How planning works in the NT

The Northern Territory (NT) planning system is different compared to other states and territories.

Planning responsibility sits at the NT government level, rather than local government.

The system is set up through the Planning Act 1999 and Planning Regulations 2000, which explains:

  • how planning rules are made and changed
  • who makes planning decisions
  • what the penalties are for breaking planning rules.

The NT has one ‘rule book’ - the NT Planning Scheme 2020 - which applies to the whole of the NT, except for Jabiru.

Jabiru has its own rule book - the Jabiru Town Plan.

How planning happens

Before any planning decisions are made, the government has to consider a range of community needs.

For example, they may need to consider:

  • how the population will grow
  • what infrastructure and services will be needed
  • what natural hazards may affect the area
  • what special areas need protection.

This helps ensure decisions are made in a fair and open way.

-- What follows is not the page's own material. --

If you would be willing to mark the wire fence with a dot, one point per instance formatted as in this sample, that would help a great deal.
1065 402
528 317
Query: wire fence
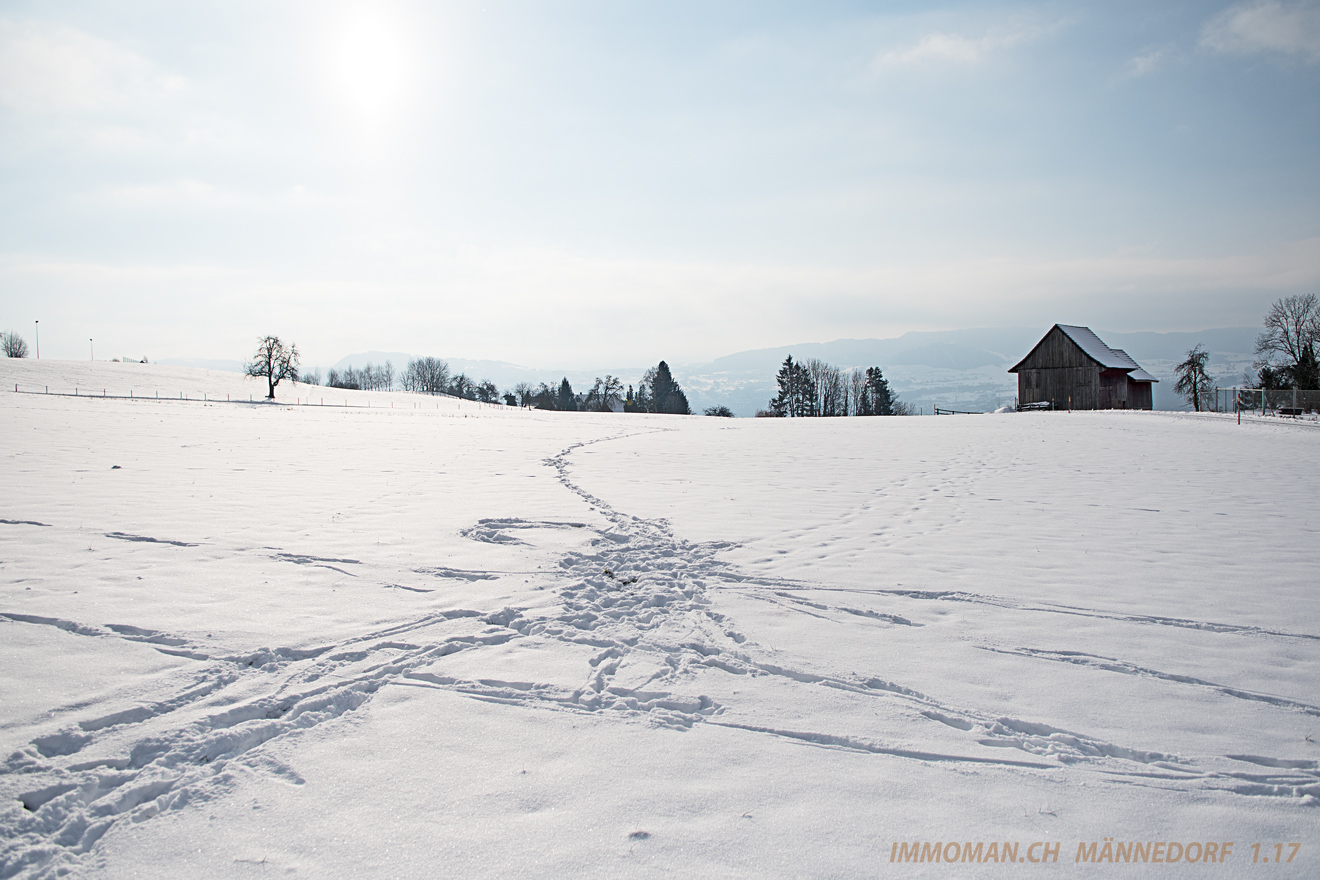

Once these needs are understood, the government starts planning and consultation with various stakeholders.

Steps in the plan-making process

The government has a range of strategic policies and plans that formalise these considerations.

Watch this short video for a summary of the plan-making process.

The steps in the plan-making process can be broadly summarised as below.

The government looks at the community's needs to understand how to respond.

They then talk to the community about their expectations and aspirations.

The government works with other service providers, industry and affected community to develop planning strategies.

The broader community is then asked for their views.

The government proposes changes to the planning scheme.

Industry and the wider community are asked about the proposed changes.

The minister for planning approves the changes and the planning controls are updated.

Once rules are updated, planning applications are considered against them.

This ensures planning decisions are fair and transparent.